I built a status page product because I didn't want to keep paying for one.
That's the short version, and it's true, but it isn't quite honest. The money was never really the issue. Atlassian's Statuspage costs more than I think a status page should, and for what it does it has always struck me as expensive for something fairly basic. But I run a handful of small projects. The subscription I was avoiding was not large. If saving money were the point, the sensible move was to find a free tier somewhere and get on with my day.
I didn't do that. I built the whole thing instead. It's called Status Trace, and it's live at statustrace.com.
A status page is the thing that tells your users what's broken when something is broken. Status Trace does that, self-hosted, on infrastructure that costs almost nothing when nobody is looking at it. The core of it is straightforward:
- Components, so you can show the health of each part of your system on its own
- Incidents you open, update, and resolve, with the history kept on the page
- Email subscriptions, so people are told when something breaks and when it recovers
- Per-organisation branding, with a built-in contrast check so your colours stay accessible
- Magic-link sign-in, so there are no passwords to manage
- Dark mode by default, with an accessible visual style
I wanted one for rcordr. So I made one.
I could have stopped there. A status page for my own projects needs exactly one tenant: me. Instead I built it so that anyone can have their own, at their own subdomain, with their own branding. That is a great deal more work than I needed to do for myself, and I want to be honest about why I did it.
sidewrks has been quietly turning into something with people in it. I keep coming across builders running small things on the side, the same as me, and a status page is one of those grown-up pieces of infrastructure that feels out of proportion to a side project's budget. The professional version costs professional money. So I built the version other people could use too, and I'm putting it in front of the people reading this.
This is a shift, and I notice it. sidewrks has always been a record rather than something I'm trying to grow. Now I'm introducing a product on it and asking people to try it. The honest framing is that this is an experiment, not a launch. I don't know if anyone wants this. "It's free, there will be a free tier forever, and it might grow if people find it useful" is the kind of sentence that can dress up a bet as generosity. It is partly a bet. It's also just true.

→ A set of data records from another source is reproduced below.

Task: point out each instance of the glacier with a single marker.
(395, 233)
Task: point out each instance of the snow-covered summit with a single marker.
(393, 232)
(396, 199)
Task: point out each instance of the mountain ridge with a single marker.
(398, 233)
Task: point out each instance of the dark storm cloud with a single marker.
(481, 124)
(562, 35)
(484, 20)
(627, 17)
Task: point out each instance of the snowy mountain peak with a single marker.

What I keep noticing is the difference between building something for myself and building it for people I'm not sure are there. When it was for me, every decision was easy, because I was the only person I had to satisfy and I knew exactly what I wanted. The moment it became a thing other people might use, I started second-guessing parts of it that were fine the day before. That uncertainty is most of the reason side projects stay private. It is much more comfortable to build for an audience of one.
So this is me not doing the comfortable thing. If you run something small, and you've ever looked at a status page and balked at the price, I'd like you to try it and tell me where it falls short. matt@sidewrks.com reaches me directly. I'm more interested in what's wrong with it than in whether you like it.
I genuinely don't know how this goes. It might turn out that nobody building on the side wants a status page badly enough to set one up, and that the thing I found useful is only ever useful to me. If that's what happens, I'll write that down too. The record doesn't only get to keep the parts that worked.